Sólo durante dos semanas. Polly contempló el anillo mientras Simon acordaba la venta con el joyero. Tenía una ridícula sensación de tristeza. ¿Cómo se sentiría si aquella situación fuera cierta y no porque era conveniente simular que estaban enamorados? ¿Cómo sería si de verdad estuvieran comprometidos y quisieran estar juntos para siempre?
No había razón alguna para preguntárselo ya que no era probable que Simon se enamorara de ella. Ella era demasiado desordenada, él demasiado preciso. Ella era demasiado descuidada, él demasiado organizado. Se volverían locos mutuamente.
Polly contempló a Simon mientras firmaba el recibo por el anillo. Ni siquiera había podido soportarla mientras iban de compras. Toda la mañana había sentido que él la comparaba mentalmente con Helena, la que planeaba los menús y escribía listas de compra y se merecía un anillo especial.
Debería ser Helena la que estuviera allí y no ella.
– ¿Qué te pasa? -le preguntó Simon, que se había vuelto de repente para ver que ella lo estaba observando con una expresión extraña.

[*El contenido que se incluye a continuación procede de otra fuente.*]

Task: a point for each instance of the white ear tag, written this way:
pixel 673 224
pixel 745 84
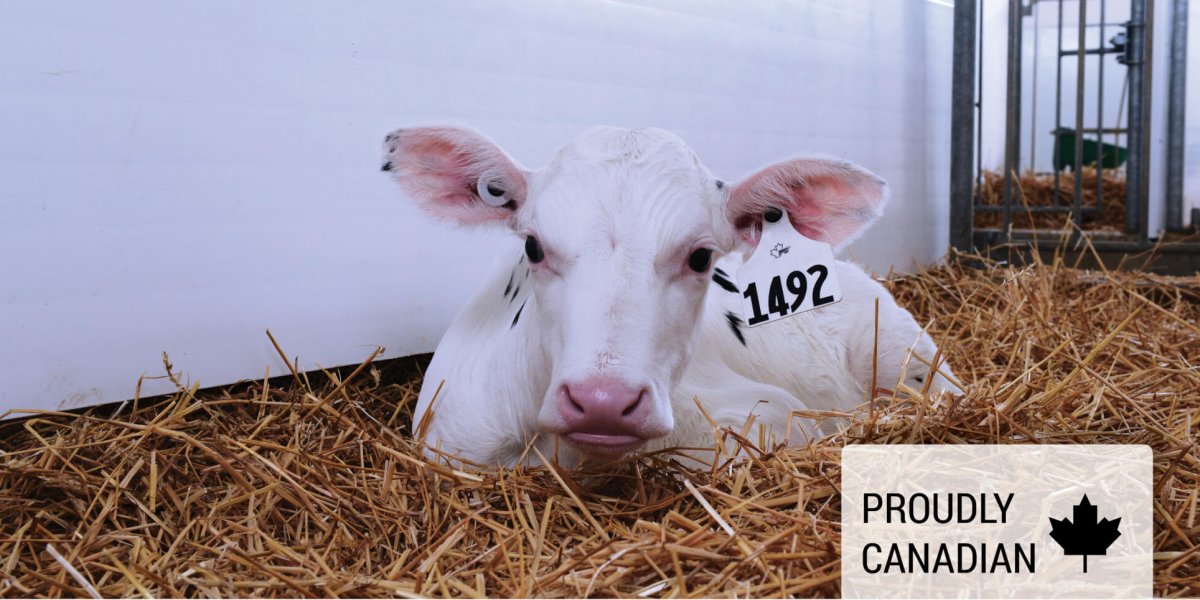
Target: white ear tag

– Nada -mintió ella, sintiendo que se sonrojaba-. Es que tengo hambre.
– Entonces, vamos -replicó él, mientras se guardaba la cartera-. Ya tenemos otra tarea menos que hacer.

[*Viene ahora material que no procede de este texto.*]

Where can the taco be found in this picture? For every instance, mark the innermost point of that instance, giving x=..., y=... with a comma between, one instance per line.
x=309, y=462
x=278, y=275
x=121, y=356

Como afuera el sol lucía radiantemente, Polly se alegró de poder ponerse las gafas para protegerse. Le hubiera gustado que Simon no mencionara las tareas porque eso le recordaba lo de los besos. Se suponía que aquello también era una tarea.
Encontraron una mesa en una terraza en un lugar desde el cual se dominaba todo el centro del pueblo.

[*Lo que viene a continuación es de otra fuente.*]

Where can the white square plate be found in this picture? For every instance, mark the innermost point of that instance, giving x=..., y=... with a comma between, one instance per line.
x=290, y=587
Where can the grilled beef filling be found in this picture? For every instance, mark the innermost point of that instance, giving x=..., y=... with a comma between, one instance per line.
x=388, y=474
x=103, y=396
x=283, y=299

Polly contempló la bulliciosa plaza con alegría y poco a poco recobró el equilibrio que necesitaba.
¿Qué importaba que no estuviesen comprometidos de verdad y que Simon estuviera enamorado de una mujer tan aburrida y organizada como él? Lo importante era que ella estaba en Francia, y que dentro de poco tendría dinero en el bolsillo para viajar y pasárselo bien y podría demostrarles a sus padres que había hecho bien en ir a Francia.
Simon acabó de encargar la comida al camarero y vio a Polly contemplando la plaza con ensueño. El sol se filtraba a través de las hojas, que hacían sombras sobre la suave piel de ella. Al contemplar el vestido, tan sugerente, Simon tuvo que recordarse que ella se lo había puesto en honor de otra persona.
– ¿Estás mirando por si ves a Philippe? -preguntó él con sequedad.
– ¿Philippe? -repitió ella, que, estaba tan absorta que al principio no entendió. ¿Cómo habría podido ella olvidarse de Philippe?
En realidad, estaba tan absorta que se había olvidado de todo. Estaba pendiente de un niño, que cruzaba la plaza con dos baguettes bajo el brazo. Sin embargo, había oído tanto sobre Helena aquel día, que decidió que no vendría mal recordarle a Simon que Philippe era el único interés que tenía para pasar esas dos semanas con él.